Obviously, Tocqueville is the preeminent thinker who foresaw these trajectories.  He at once saw our future was one of extreme individualism and a kind of religious pantheism.  These two conditions are at the heart of the moder democratic contradiction.

Other thinkers who saw this include one you’ve mentioned – Russell Kirk – as well as Robert Nisbet, who saw this very clearly.  Christopher Lasch was well aware of this dynamic.  While not an American author, an author whom Americans should read in this regard is Pierre Manent.  I would also add another Frenchman who spent a good amount of time in the U.S. – Bertrand de Jouvenel. One of the most significant
thinkers of the 20th century, and grossly overlooked in my view.  Lastly, I’d point to the writings of my teacher, Wilson Carey McWilliams.  He is not as well known as he should be, but I hope to remedy that in part with the publication of several book collections of his many fine essays.

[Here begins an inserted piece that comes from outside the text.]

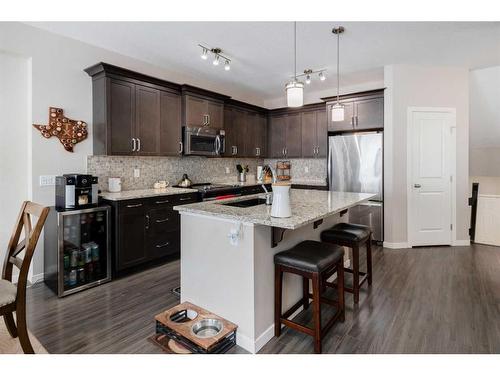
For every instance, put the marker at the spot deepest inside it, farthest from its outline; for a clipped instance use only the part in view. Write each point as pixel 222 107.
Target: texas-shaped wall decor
pixel 70 132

You are big on peak oil, but seem to see it as a moral chastisement of our greed. You almost seem to welcome it, as the death knell of liberalism. Come now, even if it is true, nuclear is not much more expensive than oil in the long run, and the world has huge amounts of coal. Aren’t the arguments against oil more environmental and strategic – and against liberalism, sociological? Isn’t “peak oil” too easy a solution?

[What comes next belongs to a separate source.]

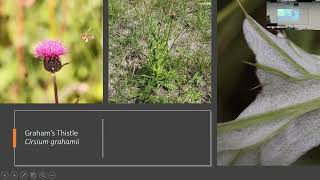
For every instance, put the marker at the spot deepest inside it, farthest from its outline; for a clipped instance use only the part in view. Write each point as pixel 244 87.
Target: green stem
pixel 55 87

I have at times adopted a tone of Jeremiad about “peak oil,” in part because – like the prophets of old – it seems that only fear will move people to change their ways (and it hasn’t worked that well, I’ll admit, just as it was always temporary with the ancient Jews as well).  I think there is great systemic danger in the not-distant future due to a coming (or already arrived) energy crisis.  This will be a traumatic experience for a civilization that has been built around the assumption of permanently cheap energy.  I would submit that our economic crisis, our debt crisis, and our moral crisis are all pieces of this larger energy crisis.  Because our way of thinking treats problems as separate and discrete, we tend not to see their deeper connections.  I would be happy to elaborate on this, but won’t presume to take up the space to lay this out in this venue.  The thinker who has best articulated the contemporary tendency to treat all problems as “parts” while ignoring the whole is Wendell Berry.
Our deeper crisis is our inability to live within our means.  Our current use of energy is based upon the presumed ownership (and destruction) of geologic energy.  The energy we are using to power our civilization is not “current use” (i.e., the daily and annual input from the sun and its related sources), but the accumulation of millenia of stored sunlight.  We are basically running our civilization by exploiting energy that is not “ours” – it is a gift (and perhaps curse) from the past.  We are like the prodigal son, spending our inheritance without thought for tomorrow.  Our energy crisis is not just supply – it’s an accompanying philosophy of profligacy.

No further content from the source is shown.